In some embodiments of the present invention, when the air guide 107 is disposed at the first sub-air outlet e1, if Φ 1 is greater than Φ, the air guide 107 is controlled to close the first sub-air outlet e 1. Accordingly, it is facilitated that more cold air flow is sucked into the second duct a2 to be heated by the second heat exchanger 40, further improving the dehumidification effect.

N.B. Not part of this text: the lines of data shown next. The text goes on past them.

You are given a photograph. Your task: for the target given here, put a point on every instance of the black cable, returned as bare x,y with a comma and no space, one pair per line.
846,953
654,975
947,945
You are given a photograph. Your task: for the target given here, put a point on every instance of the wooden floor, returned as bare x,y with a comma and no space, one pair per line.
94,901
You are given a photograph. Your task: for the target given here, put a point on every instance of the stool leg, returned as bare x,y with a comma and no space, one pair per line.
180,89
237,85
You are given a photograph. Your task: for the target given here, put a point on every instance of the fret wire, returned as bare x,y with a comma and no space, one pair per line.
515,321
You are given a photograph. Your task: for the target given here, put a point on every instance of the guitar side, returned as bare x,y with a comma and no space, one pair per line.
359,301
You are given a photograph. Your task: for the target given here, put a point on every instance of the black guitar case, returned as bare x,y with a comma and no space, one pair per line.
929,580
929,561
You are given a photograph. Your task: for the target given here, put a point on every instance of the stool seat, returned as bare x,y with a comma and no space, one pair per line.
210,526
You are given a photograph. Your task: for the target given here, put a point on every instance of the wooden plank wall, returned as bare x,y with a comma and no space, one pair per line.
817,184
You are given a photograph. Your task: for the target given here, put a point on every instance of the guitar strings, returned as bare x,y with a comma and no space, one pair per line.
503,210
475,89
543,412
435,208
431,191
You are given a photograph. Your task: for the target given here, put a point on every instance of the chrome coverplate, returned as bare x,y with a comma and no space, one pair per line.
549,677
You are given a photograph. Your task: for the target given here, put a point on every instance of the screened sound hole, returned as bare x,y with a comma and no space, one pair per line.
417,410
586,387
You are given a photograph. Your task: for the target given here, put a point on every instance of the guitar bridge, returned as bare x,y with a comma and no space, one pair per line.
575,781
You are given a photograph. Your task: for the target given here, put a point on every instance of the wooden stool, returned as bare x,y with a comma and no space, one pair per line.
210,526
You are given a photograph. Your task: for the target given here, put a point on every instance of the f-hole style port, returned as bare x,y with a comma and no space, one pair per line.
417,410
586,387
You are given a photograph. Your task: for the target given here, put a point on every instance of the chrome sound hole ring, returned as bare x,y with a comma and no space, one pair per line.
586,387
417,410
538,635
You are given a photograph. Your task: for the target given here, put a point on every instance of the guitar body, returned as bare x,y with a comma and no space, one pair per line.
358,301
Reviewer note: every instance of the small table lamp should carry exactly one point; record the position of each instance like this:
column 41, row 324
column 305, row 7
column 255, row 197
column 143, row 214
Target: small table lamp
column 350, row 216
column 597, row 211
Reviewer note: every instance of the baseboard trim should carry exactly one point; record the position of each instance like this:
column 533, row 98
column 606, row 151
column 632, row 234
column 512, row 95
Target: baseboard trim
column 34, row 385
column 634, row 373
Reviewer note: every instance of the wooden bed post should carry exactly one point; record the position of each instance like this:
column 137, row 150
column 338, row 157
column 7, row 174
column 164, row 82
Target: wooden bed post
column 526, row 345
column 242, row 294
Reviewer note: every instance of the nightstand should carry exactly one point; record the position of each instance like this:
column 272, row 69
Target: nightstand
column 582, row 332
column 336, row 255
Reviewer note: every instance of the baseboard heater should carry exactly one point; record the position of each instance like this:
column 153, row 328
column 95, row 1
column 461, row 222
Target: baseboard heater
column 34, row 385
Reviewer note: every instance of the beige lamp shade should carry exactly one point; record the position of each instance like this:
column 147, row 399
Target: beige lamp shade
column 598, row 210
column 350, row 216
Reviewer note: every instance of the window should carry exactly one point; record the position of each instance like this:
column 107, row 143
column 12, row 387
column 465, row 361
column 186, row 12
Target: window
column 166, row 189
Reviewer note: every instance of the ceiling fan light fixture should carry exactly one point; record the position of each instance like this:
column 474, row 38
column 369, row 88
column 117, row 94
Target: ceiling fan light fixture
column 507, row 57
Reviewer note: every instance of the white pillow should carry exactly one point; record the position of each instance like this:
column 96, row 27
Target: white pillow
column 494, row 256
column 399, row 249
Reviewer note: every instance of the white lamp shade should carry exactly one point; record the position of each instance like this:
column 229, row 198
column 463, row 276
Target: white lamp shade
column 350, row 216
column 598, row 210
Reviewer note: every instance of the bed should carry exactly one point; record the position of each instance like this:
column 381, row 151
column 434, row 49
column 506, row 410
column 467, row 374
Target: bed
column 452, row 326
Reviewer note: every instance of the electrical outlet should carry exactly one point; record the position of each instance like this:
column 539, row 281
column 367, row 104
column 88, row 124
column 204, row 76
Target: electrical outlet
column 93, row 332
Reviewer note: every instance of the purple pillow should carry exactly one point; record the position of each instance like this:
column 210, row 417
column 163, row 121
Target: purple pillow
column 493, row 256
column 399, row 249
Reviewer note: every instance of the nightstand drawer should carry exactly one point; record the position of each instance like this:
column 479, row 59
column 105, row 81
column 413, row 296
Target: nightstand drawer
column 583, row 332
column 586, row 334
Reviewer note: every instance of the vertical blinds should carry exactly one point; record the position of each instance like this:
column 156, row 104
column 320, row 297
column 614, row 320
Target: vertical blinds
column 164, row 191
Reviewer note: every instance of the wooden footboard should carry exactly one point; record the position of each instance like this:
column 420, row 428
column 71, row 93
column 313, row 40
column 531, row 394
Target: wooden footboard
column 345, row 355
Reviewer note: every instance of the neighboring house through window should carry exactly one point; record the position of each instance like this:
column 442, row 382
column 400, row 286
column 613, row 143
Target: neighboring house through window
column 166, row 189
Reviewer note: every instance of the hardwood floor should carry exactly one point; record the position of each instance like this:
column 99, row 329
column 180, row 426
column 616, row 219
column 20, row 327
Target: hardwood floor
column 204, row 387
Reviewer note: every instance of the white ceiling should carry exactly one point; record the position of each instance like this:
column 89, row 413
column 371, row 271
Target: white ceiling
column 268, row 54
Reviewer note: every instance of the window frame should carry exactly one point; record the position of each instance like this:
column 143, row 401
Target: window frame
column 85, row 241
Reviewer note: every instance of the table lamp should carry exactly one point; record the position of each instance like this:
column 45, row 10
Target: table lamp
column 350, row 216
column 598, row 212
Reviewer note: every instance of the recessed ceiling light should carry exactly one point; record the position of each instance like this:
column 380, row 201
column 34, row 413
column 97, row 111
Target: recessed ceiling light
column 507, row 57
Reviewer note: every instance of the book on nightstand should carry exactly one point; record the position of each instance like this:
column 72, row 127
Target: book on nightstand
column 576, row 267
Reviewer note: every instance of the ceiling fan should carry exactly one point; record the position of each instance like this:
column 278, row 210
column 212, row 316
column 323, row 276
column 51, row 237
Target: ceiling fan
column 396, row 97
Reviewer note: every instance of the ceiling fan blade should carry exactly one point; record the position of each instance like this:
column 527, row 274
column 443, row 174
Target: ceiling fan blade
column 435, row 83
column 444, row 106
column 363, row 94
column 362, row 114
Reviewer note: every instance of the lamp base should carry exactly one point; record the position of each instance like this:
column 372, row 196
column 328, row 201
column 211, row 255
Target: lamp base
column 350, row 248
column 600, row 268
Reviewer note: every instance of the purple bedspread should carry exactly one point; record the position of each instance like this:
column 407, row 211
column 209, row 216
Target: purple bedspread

According to some embodiments of the present invention, as shown in fig. 8, when the air conditioner 1 includes the above-mentioned opening/closing element 101, if the command is to open the cooling mode, the step of controlling the first wind wheel 2011 and the second wind wheel 2021 to rotate forward uniformly specifically includes: the indoor ambient temperature T0 of the environment in which the air conditioner 1 is located is acquired. Specifically, the indoor ambient temperature may be acquired from a temperature sensor. It should be understood that the temperature sensor may be integrated on the air conditioner 1 or may be placed indoors, i.e. separate from the air conditioner. If the temperature sensor is separately provided from the air conditioner 1, the temperature sensor may communicate with the controller in the air conditioner 1 by wire or wirelessly, for example, a fourth temperature sensor 105 is provided at the air inlet d, and the fourth temperature sensor 105 is used to obtain the indoor ambient temperature T0 in the cooling mode.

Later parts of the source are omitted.